Title: Single-Channel Speech Separation in Noisy and Reverberant Conditions
Abstract: An inevitable property of multi-party conversations is that more than one speaker will end up speaking simultaneously for portions of time. Many speech technologies, such as automatic speech recognition and speaker identification, are not designed to function on overlapping speech and suffer severe performance degradation under such conditions. Speech separation techniques aim to solve this problem by producing a separate waveform for each speaker in an audio recording with multiple talkers speaking simultaneously. The advent of deep neural networks has resulted in strong performance gains on the speech separation task. However, training and evaluation has been nearly ubiquitously restricted to a single dataset of clean, near-field read speech, not representative of many multi-person conversational settings which are frequently recorded on room microphones, introducing noise and reverberation. Due to the degradation of other speech technologies in these sorts of conditions, speech separation systems are expected to suffer a decrease in performance as well.
The primary goal of this proposal is to develop novel techniques to improve speech separation in noisy and reverberant recording conditions. One core component of this work is the creation of additional synthetic overlap corpora spanning a range of more realistic and challenging conditions.

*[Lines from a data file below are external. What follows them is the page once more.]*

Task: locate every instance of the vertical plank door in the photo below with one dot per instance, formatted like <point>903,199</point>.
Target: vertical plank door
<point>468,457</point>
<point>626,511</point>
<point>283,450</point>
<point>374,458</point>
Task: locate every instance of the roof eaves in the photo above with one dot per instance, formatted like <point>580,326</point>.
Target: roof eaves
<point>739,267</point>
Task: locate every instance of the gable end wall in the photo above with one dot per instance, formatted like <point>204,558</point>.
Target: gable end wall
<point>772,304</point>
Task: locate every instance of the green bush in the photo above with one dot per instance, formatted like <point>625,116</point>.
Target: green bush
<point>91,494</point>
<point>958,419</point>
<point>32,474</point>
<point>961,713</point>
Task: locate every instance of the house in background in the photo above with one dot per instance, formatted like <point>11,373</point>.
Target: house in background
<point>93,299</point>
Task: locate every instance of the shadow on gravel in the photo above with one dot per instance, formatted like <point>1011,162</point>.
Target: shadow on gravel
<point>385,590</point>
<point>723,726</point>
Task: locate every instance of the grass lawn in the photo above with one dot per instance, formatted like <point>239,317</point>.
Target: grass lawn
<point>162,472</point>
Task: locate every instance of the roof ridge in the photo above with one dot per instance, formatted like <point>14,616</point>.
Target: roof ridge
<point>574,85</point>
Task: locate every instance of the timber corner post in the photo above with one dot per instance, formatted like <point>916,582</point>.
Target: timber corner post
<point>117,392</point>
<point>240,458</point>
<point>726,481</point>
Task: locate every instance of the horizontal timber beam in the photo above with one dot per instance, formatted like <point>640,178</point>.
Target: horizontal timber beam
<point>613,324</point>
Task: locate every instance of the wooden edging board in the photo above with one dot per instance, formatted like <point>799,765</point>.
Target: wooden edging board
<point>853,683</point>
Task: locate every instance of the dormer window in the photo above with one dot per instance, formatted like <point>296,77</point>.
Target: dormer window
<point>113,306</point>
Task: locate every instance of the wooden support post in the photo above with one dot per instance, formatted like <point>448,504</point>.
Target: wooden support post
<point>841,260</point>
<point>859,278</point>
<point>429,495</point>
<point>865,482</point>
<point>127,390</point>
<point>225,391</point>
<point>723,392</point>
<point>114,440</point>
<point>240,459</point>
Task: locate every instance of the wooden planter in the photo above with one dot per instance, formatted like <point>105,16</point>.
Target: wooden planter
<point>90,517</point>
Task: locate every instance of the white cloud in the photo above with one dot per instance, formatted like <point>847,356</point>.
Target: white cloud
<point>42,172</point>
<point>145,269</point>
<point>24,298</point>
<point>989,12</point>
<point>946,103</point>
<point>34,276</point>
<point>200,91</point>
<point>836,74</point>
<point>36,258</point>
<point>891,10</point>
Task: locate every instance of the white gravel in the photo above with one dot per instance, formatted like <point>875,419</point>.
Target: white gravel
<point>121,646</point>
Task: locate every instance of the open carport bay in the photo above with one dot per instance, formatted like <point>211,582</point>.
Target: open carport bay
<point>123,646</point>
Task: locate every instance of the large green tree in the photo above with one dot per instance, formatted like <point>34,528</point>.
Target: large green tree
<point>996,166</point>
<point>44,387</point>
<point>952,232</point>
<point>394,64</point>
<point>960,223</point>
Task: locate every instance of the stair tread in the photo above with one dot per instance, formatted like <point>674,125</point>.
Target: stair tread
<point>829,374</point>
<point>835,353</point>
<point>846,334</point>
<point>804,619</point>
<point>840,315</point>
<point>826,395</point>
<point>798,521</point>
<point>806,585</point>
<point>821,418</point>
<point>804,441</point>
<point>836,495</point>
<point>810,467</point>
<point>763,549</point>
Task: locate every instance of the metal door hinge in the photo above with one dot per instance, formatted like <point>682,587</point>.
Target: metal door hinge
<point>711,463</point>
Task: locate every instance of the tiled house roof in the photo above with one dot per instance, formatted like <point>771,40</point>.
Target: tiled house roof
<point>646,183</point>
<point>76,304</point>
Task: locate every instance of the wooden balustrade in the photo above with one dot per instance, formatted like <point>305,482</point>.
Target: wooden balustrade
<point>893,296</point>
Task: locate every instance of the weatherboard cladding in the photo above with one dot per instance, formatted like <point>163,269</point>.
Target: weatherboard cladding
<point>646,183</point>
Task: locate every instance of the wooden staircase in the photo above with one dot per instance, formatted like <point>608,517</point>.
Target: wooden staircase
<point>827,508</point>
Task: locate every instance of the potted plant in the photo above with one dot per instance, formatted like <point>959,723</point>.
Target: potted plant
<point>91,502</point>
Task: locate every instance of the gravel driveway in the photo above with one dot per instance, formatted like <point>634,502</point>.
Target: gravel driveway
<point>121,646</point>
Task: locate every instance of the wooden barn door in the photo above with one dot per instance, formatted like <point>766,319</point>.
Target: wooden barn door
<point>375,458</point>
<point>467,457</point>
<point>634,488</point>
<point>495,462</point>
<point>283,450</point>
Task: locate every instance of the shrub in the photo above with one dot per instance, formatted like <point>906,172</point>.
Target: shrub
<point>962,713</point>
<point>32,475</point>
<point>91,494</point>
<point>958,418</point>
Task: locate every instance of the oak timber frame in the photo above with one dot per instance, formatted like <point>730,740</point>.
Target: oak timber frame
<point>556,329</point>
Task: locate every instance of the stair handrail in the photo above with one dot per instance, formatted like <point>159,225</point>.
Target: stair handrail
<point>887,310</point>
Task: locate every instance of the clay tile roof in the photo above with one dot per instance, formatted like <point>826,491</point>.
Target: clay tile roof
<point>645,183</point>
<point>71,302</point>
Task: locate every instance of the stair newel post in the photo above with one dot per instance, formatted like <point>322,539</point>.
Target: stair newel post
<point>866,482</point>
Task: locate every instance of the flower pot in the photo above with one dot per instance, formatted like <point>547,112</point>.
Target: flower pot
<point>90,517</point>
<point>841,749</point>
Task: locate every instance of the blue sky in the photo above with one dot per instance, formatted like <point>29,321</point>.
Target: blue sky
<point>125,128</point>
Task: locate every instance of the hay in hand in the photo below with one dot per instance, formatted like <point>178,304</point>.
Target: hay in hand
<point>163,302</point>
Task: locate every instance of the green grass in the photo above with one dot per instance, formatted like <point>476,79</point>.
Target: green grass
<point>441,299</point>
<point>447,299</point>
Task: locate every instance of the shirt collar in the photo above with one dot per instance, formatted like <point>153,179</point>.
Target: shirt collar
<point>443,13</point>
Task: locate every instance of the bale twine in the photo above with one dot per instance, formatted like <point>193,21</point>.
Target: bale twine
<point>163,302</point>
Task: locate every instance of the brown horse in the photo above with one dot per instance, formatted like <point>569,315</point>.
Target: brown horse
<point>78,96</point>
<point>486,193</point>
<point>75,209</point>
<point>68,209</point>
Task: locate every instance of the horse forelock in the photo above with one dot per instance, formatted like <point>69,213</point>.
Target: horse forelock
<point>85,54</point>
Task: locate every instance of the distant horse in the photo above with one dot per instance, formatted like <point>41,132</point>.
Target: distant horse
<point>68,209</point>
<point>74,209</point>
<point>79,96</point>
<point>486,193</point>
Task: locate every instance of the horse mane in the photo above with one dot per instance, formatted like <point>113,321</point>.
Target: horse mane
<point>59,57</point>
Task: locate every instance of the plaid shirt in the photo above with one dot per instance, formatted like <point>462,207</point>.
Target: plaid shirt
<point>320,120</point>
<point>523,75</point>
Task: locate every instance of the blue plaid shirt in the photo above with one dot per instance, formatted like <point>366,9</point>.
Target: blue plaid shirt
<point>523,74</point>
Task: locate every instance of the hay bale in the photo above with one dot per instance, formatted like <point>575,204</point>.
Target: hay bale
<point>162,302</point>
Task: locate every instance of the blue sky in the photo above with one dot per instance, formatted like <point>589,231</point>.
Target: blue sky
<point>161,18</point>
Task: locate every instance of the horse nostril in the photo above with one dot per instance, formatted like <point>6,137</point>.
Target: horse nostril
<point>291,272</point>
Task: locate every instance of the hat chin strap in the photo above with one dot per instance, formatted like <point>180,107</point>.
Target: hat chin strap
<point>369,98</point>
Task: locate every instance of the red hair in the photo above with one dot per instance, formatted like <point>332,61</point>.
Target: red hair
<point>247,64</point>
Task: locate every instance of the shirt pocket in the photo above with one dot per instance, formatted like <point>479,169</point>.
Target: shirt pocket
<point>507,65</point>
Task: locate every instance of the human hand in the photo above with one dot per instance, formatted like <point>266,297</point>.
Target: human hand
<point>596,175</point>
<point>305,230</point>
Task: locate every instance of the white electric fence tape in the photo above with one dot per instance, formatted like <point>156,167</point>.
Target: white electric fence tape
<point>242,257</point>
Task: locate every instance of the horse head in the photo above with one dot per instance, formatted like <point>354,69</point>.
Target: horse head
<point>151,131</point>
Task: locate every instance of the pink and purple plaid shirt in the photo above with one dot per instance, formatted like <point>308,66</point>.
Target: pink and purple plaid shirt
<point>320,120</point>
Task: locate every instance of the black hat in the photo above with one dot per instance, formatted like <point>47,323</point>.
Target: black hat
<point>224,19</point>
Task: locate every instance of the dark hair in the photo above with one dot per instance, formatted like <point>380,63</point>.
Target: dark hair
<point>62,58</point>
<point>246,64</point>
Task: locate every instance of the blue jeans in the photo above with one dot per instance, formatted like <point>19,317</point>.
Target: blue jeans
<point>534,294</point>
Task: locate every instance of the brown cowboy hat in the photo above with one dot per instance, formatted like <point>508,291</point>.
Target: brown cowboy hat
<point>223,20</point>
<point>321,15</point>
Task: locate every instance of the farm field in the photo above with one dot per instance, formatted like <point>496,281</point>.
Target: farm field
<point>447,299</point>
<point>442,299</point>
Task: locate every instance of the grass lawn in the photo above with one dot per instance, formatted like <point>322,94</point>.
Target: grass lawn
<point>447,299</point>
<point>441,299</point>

The lack of appropriate data necessitates a first step of creating appropriate conditions with which to benchmark the performance of state-of-the-art methods in these more challenging conditions. Another proposed line of investigation is the integration of speech separation techniques with speech enhancement, the task of enhancing a speech signal through the removal of noise or reverberation. This is a natural combination due to similarities in problem formulation and general approach. Finally, we propose an investigation into the effectiveness of speech separation as a pre-processing step to speech technologies, such as automatic speech recognition, that struggle with overlapping speech, as well as tighter integration of speech separation with these “downstream” systems.